Entonces, cuando se habla de una cultura de los derechos, por definición implica la oposición a cualquier fundamentalismo. Por cierto también del fundamentalismo de los derechos humanos, que pretende que exista un catálogo cerrado, que se ha formulado de una vez para siempre y por tanto no caben nuevos derechos ni nuevos sujetos de derechos. El fundamentalismo de quien sostiene que los derechos humanos –mis derechos– son verdaderos y absolutos y, por tanto, que no hay conflictos de derechos que no tengan solución objetiva en ese verdadero catálogo. Pero esto no es así: no hay, por definición, ningún derecho absoluto.
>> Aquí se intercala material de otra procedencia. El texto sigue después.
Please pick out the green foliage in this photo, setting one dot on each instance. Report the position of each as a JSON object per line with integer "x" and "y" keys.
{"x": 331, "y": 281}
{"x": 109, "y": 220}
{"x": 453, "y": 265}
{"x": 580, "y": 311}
No: la enseñanza de los derechos humanos no debe ser una especie de catecismo laico en el que los dogmas de esta o aquella iglesia son sustituidos por los dogmas de 1948. No es así porque, como siempre que entra en juego la razón práctica, tal y como decía Kant, ésta no nos ofrece un contenido de verdad necesaria e intemporal, sino de razonabilidad, para decidir, juzgar y justificar nuestras acciones. Y la razonabilidad apela a la aceptabilidad de argumentos, es decir, al protagonismo del público en una discusión abierta a toda crítica.
La propuesta consiste entonces en aprender a luchar por los derechos, que son nuestros, de todos: los señores de los derechos no son esta o aquella institución, este o aquel sabio (académicos, empleados públicos, legisladores, jueces). Las y los señores de los derechos somos los seres humanos, organizados como ciudadanos, de donde nace la necesidad de ensanchar esa condición para que sea lo más plural e inclusiva posible. Se trata, en fin, de aprender colectivamente que las instituciones jurídicas y políticas (comenzando por leyes, juzgados y tribunales) adquieren sentido sólo si sirven a ese objetivo, que es la mejor garantía de la igual libertad de todos. Entendiendo así los derechos como puentes que nos ayudan a convivir y construir sociedades cada vez más decentes, sin exclusiones, discriminaciones ni prejuicios.